* Rebecca Anzel at Capitol News Illinois…
McHenry County is the sole subject of legislation giving its voters an option to dissolve township government. It is an effort by a state lawmaker to cut residents’ property taxes by eliminating what he calls “unnecessary” levels of government.
If the experiment goes well there, in the sixth most populous county in the state, Rep. David McSweeney said the next step would be to give the rest of Illinois the ability to get rid of township governments. […]
But the measure is contentious even in McHenry County, where some officials expressed frustration McSweeney did not ask if such a provision was needed. Others said they worry what the impacts would be if McSweeney’s bill becomes law — there has not been a recent study providing a clear analysis. […]
“There are hypocrites on the Republican side who support lower property taxes but not consolidation of unnecessary units of government. It’s a real eye-opener,” McSweeney said. “I’m glad to have bipartisan support, though.”
His Republican colleague, Rep. Steven Reick, disagreed with that assessment. From Woodstock, Reick is the only representative whose district falls completely within the boundaries of McHenry County. He voted against the legislation.
“If I’m a hypocrite, I don’t know where that’s coming from,” Reick said. “I believe in cutting property taxes, but the fact is, this bill does not do that.”
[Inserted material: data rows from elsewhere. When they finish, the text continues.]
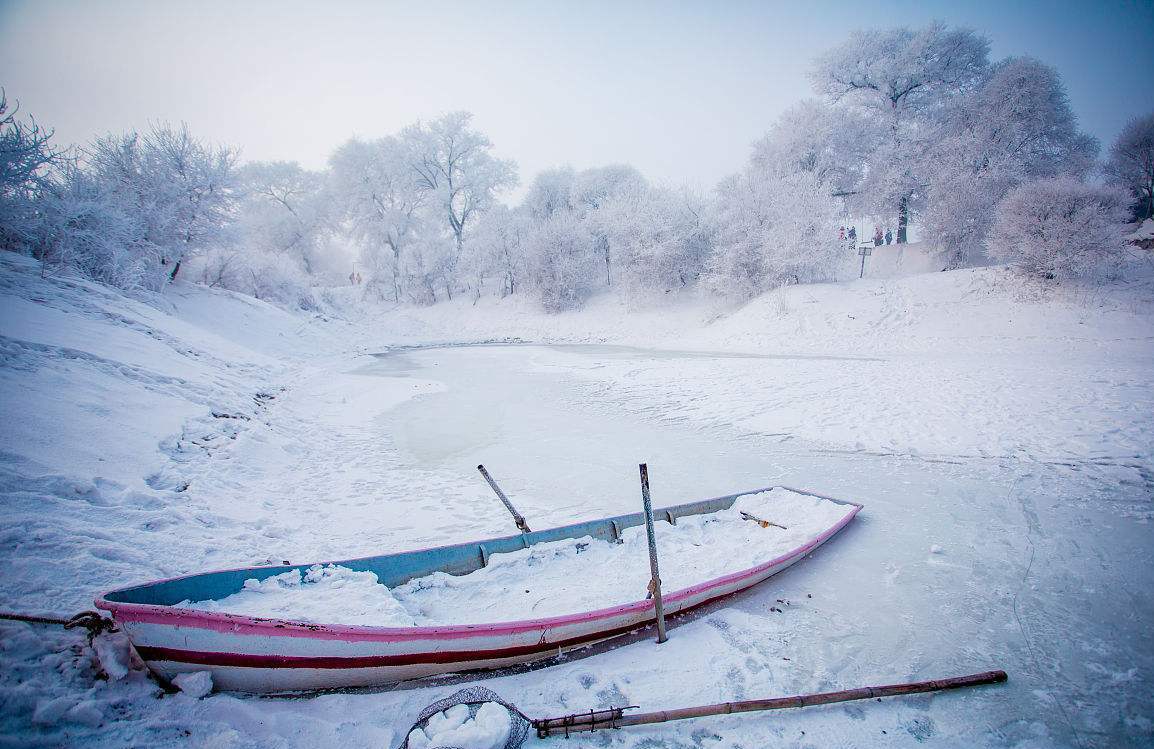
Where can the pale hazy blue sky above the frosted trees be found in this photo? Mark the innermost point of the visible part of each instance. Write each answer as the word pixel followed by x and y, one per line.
pixel 678 89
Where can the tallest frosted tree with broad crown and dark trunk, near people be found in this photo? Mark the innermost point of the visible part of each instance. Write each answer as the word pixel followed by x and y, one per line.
pixel 902 78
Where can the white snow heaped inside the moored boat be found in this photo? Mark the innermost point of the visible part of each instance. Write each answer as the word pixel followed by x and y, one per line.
pixel 548 580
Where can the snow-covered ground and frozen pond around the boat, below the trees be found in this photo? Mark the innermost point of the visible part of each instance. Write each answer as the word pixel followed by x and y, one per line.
pixel 999 435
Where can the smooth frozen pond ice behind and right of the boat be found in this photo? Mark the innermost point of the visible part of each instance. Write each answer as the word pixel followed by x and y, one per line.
pixel 955 566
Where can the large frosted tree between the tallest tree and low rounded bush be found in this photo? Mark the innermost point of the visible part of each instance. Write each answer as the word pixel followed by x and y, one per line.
pixel 1017 126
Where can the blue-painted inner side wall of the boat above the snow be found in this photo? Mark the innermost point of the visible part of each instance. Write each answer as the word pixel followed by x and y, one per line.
pixel 400 568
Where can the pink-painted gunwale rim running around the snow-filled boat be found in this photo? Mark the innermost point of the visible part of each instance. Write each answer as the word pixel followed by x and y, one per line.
pixel 245 625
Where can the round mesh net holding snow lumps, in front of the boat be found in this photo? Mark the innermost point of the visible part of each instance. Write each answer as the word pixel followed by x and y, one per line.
pixel 440 720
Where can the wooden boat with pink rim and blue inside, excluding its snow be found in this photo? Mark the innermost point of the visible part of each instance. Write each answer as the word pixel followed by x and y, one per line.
pixel 254 655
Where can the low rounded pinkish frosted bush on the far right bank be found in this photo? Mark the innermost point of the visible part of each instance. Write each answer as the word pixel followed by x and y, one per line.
pixel 1060 229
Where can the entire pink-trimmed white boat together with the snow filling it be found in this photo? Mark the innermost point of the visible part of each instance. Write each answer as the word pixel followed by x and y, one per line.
pixel 463 608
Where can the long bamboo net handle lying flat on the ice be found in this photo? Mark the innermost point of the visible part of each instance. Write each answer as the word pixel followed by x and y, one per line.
pixel 615 718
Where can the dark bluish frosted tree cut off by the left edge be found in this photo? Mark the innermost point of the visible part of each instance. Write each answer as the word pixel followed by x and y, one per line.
pixel 27 159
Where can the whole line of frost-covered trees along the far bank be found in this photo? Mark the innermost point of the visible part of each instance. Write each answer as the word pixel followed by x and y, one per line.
pixel 912 128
Go read the whole thing. It’s a very good deep-dive.
Illinois, by the way, has 1,428 townships.
* Illinois’ new Tobacco 21 law might be having a national impact…
Facing criticism for selling tobacco to minors, Walgreens announced Tuesday that it will now sell tobacco products only to customers age 21 and older.
The new policy will go into effect Sept. 1 across the Deerfield-based chain’s more than 9,500 stores.
The announcement comes about two months after the U.S. Food and Drug Administration said Walgreens had the worst track record among all pharmacies when it comes to selling tobacco products to minors. About 22 percent of the more than 6,300 Walgreens stores the FDA inspected since 2010 had illegally sold the products to young people, the agency said at the time.
* Some of these apps are just ridiculously invasive…
Is that smart device listening to your children? A measure advancing through the Illinois legislature would require companies to let consumers know.
Public Interest Research Group Director Abe Scarr said the Keep Internet Devices Safe Act that passed the Senate is simple: Parents and consumers need to know when their smart devices are listening.
“We know some level of this activity is happening and we think that families and parents deserve to know if they’re being listened to and that’s all that the bill does,” Scarr said.
Senate sponsor state Sen. Cristina Castro, D-Elgin, said there are a few things to hammer out with the tech companies opposed to the measure.
“We’re trying to kind of meet and trying to accomplish in making sure that consumers are aware in how their information is going to be used, but also make sure that the business community and the internet providers understand and it’s very clear,” Castro said.
Both Scarr and Castro shared a story about a professional basketball team using a smartphone application that turned individual cell phone microphones on to let the app know where at the stadium the user was.
“They may not even be listening to your conversation per se, they’re listening for signals in the department store or in the arena to know where you are so they can send you push notifications,” Scarr said. “There’s been some documented apps that are listening to what you are watching on your television so they can have a sense of where you are, your consumer demographic so they can better sell advertisements to you.”
I finally figured out how to turn off the notification from Walgreens that set off an alarm on my phone when I drove by one of their stores.